La forma narrativa y visual de Panquiaco hace una referencia al recuerdo y su naturaleza fragmentaria. Tejera no busca la homogeneidad en los formatos ni la linealidad en el tiempo porque, al final, ¿sería posible siquiera vislumbrarla? ¿Qué tanta justicia le haríamos al recuerdo si lo obligamos a encajar en una narrativa cronológica? Somos imágenes, sonidos, historias y anécdotas. En otras palabras, la suma de fragmentos hechos cuerpo. Como el agua, el recuerdo es capaz de tomar distintas formas, puede estancarse o fluir, ser cristalino o turbio. Por eso las secuencias de Tejera se mueven en armonía con la espontaneidad del recuerdo, las reverberaciones poéticas del agua son expansivas al no ceñirse a una línea del tiempo estricta. Hacia el final de la película, el paralelo que se ha tejido entre la historia de Panquiaco y Cebaldo llega a su cúspide. En un punto de la narración sobre Panquiaco, el mar se lamenta al ver que el cacique ha puesto las aguas del océano Pacífico al alcance del conquistador. “¿Qué me has hecho?”, le pregunta el mar a Panquiaco. Él llora y con sus lágrimas se une al agua, dejando atrás un espíritu doliente que, según la historia, ahora vaga por el mar. En cambio, Cebaldo elige otro camino: regresar. Ésta es la diferencia más rotunda entre los dos personajes. Como un triunfo secreto, Cebaldo ha emprendido este viaje de vuelta con el ánimo de recuperar partes de su historia y brindarle, por fin, serenidad a su interior.

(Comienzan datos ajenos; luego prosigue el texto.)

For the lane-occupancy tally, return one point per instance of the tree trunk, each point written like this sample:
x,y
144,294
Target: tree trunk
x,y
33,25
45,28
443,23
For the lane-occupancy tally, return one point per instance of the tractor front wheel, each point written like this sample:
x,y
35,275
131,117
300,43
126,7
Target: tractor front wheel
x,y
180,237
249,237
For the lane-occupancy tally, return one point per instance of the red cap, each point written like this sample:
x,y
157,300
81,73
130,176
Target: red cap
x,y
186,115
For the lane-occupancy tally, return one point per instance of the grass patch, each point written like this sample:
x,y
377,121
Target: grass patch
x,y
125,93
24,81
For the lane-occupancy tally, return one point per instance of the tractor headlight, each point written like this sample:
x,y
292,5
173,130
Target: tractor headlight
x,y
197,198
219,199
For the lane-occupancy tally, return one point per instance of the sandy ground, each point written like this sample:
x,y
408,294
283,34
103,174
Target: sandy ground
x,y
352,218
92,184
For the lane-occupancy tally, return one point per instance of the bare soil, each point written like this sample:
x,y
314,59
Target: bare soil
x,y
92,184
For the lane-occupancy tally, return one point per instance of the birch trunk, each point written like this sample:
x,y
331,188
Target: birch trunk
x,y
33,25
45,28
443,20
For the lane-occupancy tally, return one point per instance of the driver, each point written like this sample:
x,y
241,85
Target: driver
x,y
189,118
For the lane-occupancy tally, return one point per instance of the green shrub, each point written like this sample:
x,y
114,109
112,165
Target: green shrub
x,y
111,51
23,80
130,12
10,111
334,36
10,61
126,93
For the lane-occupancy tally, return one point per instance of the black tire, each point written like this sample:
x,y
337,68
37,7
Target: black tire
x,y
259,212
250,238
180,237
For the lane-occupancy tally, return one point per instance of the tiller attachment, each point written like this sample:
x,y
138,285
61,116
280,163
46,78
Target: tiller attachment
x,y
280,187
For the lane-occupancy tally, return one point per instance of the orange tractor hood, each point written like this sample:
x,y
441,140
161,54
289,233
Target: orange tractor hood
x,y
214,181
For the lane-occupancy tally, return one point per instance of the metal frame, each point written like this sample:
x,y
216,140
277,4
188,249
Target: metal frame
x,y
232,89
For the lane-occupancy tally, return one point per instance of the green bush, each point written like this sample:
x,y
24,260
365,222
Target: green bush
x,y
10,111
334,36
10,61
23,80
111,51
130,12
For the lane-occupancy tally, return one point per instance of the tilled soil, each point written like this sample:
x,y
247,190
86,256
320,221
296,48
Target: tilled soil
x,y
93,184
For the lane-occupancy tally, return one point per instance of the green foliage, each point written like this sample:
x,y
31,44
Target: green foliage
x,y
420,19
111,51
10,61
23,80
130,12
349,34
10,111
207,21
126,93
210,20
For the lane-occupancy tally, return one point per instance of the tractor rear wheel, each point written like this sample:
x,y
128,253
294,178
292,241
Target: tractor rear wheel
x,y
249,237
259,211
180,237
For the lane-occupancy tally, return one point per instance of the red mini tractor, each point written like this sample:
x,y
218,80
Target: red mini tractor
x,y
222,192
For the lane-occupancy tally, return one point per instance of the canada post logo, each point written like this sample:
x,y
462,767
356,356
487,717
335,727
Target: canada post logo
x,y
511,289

La película, haciendo eco con el mar oscuro de los koguis, cierra de forma circular con una escena nocturna. Guiado por un curandero que invoca a los espíritus de los ancestros, el protagonista se entrega a los poderes curativos del agua en un baño ritual acompañado de rezos y cantos. Este baño cierra la búsqueda de Cebaldo y, a pesar de que no es posible saber con certeza si se ha curado de la nostalgia, el valor de este último acto reside en la valentía y la vulnerabilidad de concederle al recuerdo un lugar en un sistema que empuja violentamente hacia el futuro. Desde su propia latitud y singularidad, Cebaldo se niega a rendir la historia de su vida, a entregarla a la sequía. Si el recuerdo es un cuerpo de agua, Cebaldo logra, paso a paso, transformarla en bálsamo, en agua viva y, finalmente, luminosa.